EU High Representative of the Union for Foreign Affairs and Security Policy Catherine Ashton said there had been “constructive and useful” talks in Istanbul on Saturday with Iranian chief negotiator Saeed Jalili, but said that the meeting in Iraq on May 23 must “take us forward in a very concrete way.”
Echoing her, the US and other Western nations stressed the need for the next round of discussions to get to the core of the almost decade-old standoff over Tehran’s nuclear program.
The Istanbul talks involved the so-called P5+1 grouping — the US, Russia, China, Britain, France and Germany — and Iran, in the first such gathering for over a year, and after months of rising tensions.
The UN Security Council has imposed four rounds of sanctions on Iran due to suspicions that its avowed civilian nuclear program is a cover for a secret atomic weapons drive, a charge Iran vigorously denies.
The international community’s main concern, particularly for Iran’s arch foe Israel, is Tehran’s growing capacity to enrich uranium, which can be used for peaceful purposes, but also, when purified further, for a nuclear weapon.
The White House hailed the “positive attitude” from Iran and world powers on Saturday — but US Deputy National Security Adviser Ben Rhodes reiterated Washington’s call for Tehran to take “concrete steps.”
British Foreign Secretary William Hague was also cautious, saying in a statement that the Istanbul talks “were a first step towards that objective, but there is still a long way to go.”

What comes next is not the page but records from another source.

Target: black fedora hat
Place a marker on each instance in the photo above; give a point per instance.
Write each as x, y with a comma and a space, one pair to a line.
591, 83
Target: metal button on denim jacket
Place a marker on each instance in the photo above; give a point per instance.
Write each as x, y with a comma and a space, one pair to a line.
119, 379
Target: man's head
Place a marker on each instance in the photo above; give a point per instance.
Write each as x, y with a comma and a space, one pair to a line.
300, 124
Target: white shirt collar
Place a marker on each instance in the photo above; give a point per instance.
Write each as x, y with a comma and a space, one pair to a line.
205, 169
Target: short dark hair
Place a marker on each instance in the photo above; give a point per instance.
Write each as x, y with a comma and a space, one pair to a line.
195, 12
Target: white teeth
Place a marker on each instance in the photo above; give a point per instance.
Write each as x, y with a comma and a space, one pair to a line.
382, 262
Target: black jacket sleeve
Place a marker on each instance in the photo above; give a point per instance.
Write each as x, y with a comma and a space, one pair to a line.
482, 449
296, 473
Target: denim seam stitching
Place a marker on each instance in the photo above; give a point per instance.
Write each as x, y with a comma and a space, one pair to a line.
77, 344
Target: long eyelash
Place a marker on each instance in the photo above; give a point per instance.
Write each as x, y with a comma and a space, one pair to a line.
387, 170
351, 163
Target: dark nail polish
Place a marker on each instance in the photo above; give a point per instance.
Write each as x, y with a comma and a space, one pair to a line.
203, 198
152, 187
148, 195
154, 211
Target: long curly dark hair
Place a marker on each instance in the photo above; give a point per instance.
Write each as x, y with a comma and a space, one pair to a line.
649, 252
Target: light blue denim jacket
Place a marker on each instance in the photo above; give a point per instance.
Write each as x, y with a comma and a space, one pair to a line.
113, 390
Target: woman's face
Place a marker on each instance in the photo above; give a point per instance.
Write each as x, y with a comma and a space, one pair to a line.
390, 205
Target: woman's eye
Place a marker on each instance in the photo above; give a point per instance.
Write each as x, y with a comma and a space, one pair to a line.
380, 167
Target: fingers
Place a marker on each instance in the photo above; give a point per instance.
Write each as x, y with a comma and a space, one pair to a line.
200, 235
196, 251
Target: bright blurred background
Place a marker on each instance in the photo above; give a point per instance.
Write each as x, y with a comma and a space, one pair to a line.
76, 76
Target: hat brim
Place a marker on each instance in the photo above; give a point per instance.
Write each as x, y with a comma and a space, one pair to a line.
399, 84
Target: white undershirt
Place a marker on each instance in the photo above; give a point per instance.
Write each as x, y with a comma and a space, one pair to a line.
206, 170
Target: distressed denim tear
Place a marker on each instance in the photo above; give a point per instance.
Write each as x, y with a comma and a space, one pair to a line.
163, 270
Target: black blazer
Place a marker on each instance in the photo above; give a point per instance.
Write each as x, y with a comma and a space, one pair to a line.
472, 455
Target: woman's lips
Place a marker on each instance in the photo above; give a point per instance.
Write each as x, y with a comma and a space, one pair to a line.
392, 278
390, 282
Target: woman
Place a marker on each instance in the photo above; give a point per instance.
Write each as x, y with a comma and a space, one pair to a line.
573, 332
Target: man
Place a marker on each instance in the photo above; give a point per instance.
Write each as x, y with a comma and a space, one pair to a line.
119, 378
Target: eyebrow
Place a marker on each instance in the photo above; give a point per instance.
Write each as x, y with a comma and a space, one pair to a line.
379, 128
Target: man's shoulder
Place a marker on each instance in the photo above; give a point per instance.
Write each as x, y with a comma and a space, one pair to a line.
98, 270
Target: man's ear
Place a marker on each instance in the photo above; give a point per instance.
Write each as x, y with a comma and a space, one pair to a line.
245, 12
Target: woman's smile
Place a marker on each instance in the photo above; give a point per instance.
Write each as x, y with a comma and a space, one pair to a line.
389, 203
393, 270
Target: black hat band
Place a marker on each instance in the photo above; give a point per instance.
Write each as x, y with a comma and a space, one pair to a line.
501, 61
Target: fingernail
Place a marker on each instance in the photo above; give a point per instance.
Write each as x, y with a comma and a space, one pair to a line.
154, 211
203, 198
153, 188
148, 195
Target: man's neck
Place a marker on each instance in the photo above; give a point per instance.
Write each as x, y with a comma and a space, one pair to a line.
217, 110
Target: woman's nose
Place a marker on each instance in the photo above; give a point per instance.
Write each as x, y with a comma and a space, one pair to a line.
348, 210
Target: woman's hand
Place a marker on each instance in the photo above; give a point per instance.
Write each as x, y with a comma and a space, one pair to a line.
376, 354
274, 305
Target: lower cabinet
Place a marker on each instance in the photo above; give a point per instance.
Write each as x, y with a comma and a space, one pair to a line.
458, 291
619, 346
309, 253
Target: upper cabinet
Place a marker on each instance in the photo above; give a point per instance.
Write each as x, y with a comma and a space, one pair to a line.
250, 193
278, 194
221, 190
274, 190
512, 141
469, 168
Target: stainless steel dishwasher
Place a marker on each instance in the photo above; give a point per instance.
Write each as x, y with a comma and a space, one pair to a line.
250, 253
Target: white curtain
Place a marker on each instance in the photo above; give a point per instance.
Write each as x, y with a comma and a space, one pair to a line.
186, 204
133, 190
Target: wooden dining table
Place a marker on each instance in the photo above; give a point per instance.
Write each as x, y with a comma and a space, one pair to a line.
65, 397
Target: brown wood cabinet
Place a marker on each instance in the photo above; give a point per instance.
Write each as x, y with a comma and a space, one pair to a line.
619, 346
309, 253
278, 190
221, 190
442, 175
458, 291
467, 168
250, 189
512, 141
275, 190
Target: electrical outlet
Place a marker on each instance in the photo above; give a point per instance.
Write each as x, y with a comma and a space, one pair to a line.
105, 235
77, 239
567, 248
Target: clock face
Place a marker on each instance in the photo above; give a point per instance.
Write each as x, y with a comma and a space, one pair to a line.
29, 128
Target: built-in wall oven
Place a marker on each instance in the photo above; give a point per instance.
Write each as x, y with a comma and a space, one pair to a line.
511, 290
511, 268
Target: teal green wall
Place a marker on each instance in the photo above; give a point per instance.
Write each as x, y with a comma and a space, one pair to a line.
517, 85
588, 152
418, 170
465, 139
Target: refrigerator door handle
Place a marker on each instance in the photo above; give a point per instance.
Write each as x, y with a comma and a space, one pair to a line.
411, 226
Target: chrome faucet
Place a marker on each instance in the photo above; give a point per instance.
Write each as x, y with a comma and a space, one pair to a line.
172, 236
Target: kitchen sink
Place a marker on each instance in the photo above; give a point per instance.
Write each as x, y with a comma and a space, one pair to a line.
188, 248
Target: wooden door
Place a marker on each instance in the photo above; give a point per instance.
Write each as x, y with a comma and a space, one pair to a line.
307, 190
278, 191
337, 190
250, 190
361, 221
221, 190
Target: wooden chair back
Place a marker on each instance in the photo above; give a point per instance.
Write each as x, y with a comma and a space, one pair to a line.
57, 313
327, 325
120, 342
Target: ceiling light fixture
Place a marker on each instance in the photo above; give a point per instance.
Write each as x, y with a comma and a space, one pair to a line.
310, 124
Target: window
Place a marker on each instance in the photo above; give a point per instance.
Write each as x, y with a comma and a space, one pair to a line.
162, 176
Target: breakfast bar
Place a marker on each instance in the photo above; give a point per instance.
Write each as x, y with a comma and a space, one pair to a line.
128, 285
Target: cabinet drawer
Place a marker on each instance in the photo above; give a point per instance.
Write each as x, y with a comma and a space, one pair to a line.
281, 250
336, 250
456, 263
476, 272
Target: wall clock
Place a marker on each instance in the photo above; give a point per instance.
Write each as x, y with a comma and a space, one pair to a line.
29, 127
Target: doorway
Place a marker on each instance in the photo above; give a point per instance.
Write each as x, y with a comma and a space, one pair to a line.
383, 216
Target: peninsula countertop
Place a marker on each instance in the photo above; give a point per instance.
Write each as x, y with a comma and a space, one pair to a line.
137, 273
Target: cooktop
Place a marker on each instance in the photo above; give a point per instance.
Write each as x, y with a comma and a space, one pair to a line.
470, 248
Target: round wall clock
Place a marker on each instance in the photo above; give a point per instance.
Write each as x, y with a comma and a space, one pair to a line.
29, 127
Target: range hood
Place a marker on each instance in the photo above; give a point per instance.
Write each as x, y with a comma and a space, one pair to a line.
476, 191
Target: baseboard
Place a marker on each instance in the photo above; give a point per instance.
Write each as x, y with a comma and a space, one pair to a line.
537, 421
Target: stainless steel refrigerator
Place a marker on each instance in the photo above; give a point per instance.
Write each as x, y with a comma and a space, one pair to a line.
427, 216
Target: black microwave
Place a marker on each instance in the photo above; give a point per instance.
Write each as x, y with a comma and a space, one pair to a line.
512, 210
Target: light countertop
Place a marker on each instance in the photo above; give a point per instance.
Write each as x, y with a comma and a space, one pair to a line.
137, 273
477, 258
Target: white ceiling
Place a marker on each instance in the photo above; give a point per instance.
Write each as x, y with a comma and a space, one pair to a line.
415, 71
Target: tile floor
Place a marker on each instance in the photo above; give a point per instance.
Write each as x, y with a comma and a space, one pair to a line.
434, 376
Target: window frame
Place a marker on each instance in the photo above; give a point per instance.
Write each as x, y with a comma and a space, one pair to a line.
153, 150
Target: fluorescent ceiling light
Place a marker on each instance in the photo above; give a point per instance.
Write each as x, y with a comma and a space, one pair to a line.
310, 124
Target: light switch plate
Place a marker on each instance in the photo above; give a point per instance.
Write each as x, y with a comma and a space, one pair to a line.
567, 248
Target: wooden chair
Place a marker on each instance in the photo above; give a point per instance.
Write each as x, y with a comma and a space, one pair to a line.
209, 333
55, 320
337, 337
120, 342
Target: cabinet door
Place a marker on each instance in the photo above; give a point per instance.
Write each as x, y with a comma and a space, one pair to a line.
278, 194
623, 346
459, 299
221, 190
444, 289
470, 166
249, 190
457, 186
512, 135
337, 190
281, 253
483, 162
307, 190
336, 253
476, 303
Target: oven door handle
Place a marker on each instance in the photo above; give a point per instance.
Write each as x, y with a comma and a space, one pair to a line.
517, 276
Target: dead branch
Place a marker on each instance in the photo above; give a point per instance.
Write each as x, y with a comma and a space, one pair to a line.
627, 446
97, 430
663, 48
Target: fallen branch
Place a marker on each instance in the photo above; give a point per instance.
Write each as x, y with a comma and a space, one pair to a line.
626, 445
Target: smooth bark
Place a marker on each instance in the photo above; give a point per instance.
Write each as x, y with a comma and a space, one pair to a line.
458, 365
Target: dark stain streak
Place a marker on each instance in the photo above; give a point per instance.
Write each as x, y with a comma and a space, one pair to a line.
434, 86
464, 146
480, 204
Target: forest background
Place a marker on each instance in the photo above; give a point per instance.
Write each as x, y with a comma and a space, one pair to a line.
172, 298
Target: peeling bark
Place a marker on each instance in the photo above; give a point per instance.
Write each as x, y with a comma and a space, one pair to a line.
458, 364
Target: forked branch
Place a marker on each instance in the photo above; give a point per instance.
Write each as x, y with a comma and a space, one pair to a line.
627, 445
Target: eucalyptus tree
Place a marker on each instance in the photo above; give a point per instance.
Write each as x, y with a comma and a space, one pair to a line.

“We now need agreement on urgent, practical steps to build confidence around the world that Iran will implement its international obligations and does not intend to build a nuclear weapon,” he added.
France took a similar position.
“Iran has to make urgent and concrete gestures to establish confidence,” French Foreign Minister Alain Juppe said in a statement issued in Paris.
Jalili praised the “desire of the other side for dialogue and cooperation. We consider that as a positive sign ... For the Iranian people, the language of threat and pressure doesn’t work.”
The last time Iran met with the P5+1 in Istanbul, in January last year, it quickly became apparent that the talks would go nowhere.
This time, however, diplomats said Tehran’s delegation had come with a much more constructive attitude.
“What was very striking as soon as Jalili started talking was that there was a difference in tone, in mood,” one envoy said, seeing in this a “clear sign that Iran ... wants to get into a serious process.”
Of special concern has been Iran’s formerly secret Fordo site in a mountain bunker near the holy city of Qom, which is enriching to 20 percent purity, but which experts say could be reconfigured to produce 90 percent weapons-grade material.
Fordo’s expansion — and a major UN atomic agency report in November last year on alleged “weaponization” efforts — have led to tighter EU and US sanctions on Iran’s oil sector, due to bite this summer, as well as talk of Israeli military strikes.
Whether a second round of talks would succeed remains to be seen, however. Iran is likely to insist on the right to a peaceful nuclear program while demanding sanctions be eased.